Anyway, it’s this type of battle Jack Payne is fighting in my short story, “Eyes of Payne.” More important, Jack is equipped with the idea that he can make a difference. When creating this character I used a ton of what I had learned from past heroes and villains. As I tell my students, some people in the past can be a hero to some, yet a villain to another. For many years Christopher Columbus was touted as a hero here in America. However, and rightfully so, many Indian tribes would look upon him as a villain. Then there’s the paradox of Thomas Jefferson who wrote the words that created a nation and inspired the world; but, owned more slaves when he died than before he wrote all men are created equal. Abigail Adams, probably the first woman suffragette, and the better half of America’s first love story, also made comments that we would say are racist at best today.
Yet, it’s the humanness of these people that make us fall in love with them. It’s also the reason why the scrubbed clean of any controversy history textbooks make students want to slit their wrists when they come to your social studies class. In one word… its borrrring!
Okay, so I have to admit I haven’t had to clean up any blood in the classroom yet, but the point I’m trying to make is our flaws are what make us interesting. My favorite priest likes to ramble on and on about the beauty of sin. No matter what walk of life we come from we are fascinated by the contradictions we see in others, but either ignore, or can’tsee, in ourselves. This is where the true essence of character comes from in writing.
So, “Eyes of Payne” is a mixture of taking these ideas and applying them to real and fictional characters. Write with purpose, I always tell my students, and that’s what I try and do.

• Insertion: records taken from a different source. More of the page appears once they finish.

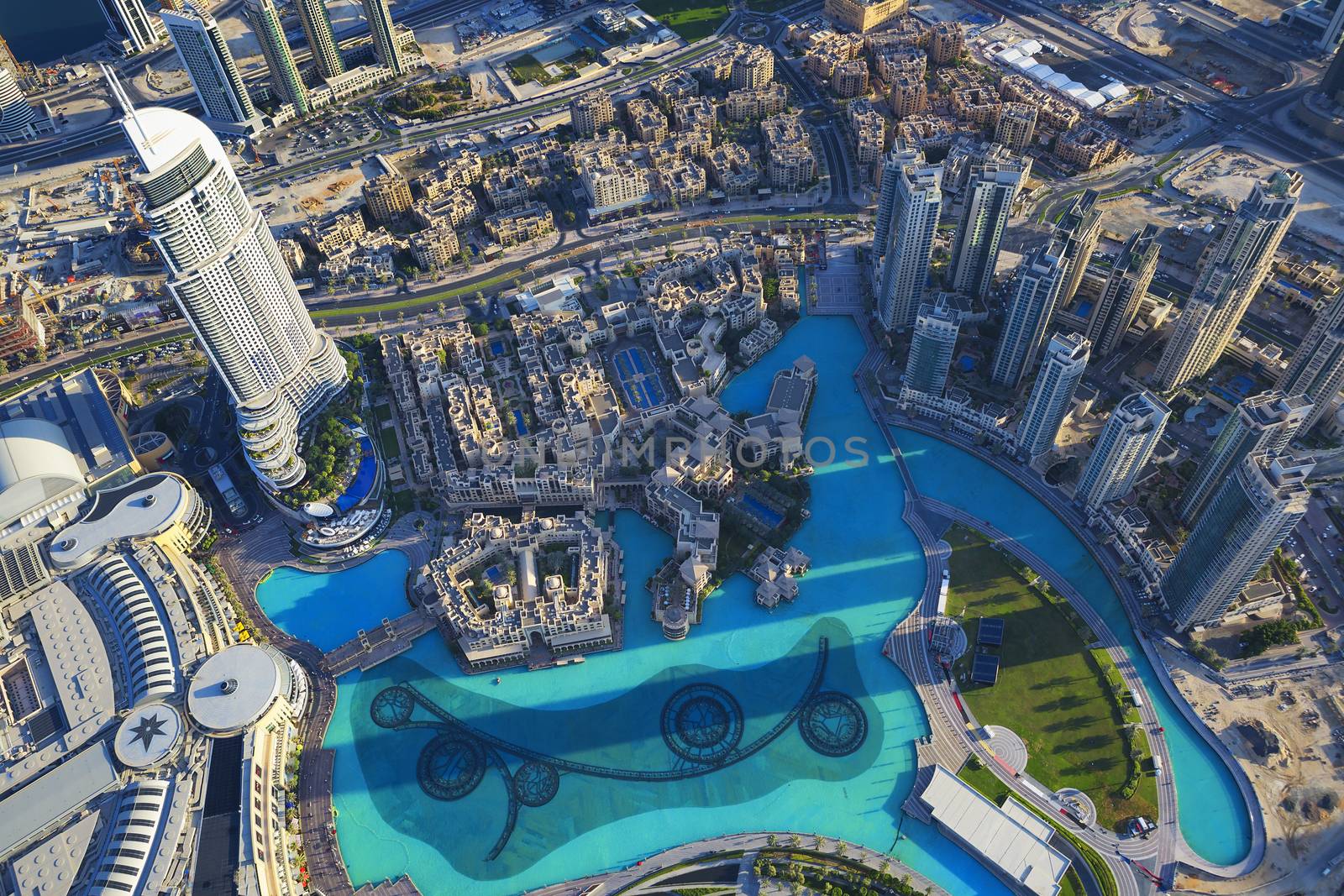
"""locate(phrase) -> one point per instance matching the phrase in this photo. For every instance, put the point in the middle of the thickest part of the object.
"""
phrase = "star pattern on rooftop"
(148, 728)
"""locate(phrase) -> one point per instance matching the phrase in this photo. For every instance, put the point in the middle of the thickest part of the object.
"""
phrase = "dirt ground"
(315, 196)
(1257, 9)
(1231, 172)
(1155, 33)
(1284, 741)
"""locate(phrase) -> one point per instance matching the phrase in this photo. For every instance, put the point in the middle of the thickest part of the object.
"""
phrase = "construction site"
(1162, 31)
(1288, 734)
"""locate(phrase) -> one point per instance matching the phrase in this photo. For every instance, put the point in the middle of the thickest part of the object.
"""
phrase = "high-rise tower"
(1126, 288)
(1035, 291)
(1229, 278)
(131, 22)
(1247, 520)
(1077, 231)
(230, 281)
(1062, 369)
(991, 191)
(1317, 367)
(1124, 448)
(210, 65)
(932, 347)
(385, 39)
(911, 228)
(1263, 423)
(318, 29)
(270, 34)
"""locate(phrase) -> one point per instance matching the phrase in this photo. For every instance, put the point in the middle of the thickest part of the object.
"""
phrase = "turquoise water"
(622, 790)
(1214, 820)
(606, 714)
(329, 609)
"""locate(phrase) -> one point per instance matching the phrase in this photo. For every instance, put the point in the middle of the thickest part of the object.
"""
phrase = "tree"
(1268, 634)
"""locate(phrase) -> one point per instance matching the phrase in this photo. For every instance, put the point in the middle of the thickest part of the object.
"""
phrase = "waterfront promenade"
(739, 849)
(246, 560)
(907, 647)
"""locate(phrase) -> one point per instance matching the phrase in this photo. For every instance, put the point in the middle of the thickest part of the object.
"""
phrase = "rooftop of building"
(143, 506)
(1008, 837)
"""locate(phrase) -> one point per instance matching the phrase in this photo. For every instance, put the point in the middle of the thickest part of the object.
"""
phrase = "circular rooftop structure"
(237, 687)
(35, 465)
(148, 735)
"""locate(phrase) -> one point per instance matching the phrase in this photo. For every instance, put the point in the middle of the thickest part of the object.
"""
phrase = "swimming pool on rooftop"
(622, 792)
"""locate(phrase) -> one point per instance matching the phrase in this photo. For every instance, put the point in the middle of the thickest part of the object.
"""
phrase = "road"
(347, 311)
(1252, 117)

To start, I always want to entertain, call it the egomaniac in me; but I also want to leave the reader with something to think about, regardless if they agree with my assessment or not. Overall, my main character Jack Payne is a good man, yet he’s not perfect. While struggling with the need for revenge, he hopes to keep enough love in his heart for his daughter, Abigail. Just like the myriad of reasons why the founders fought for independence, or why soldiers took sides, sometimes against their own brother, in the Civil War, as individuals we need to know more than anything that we can make a difference.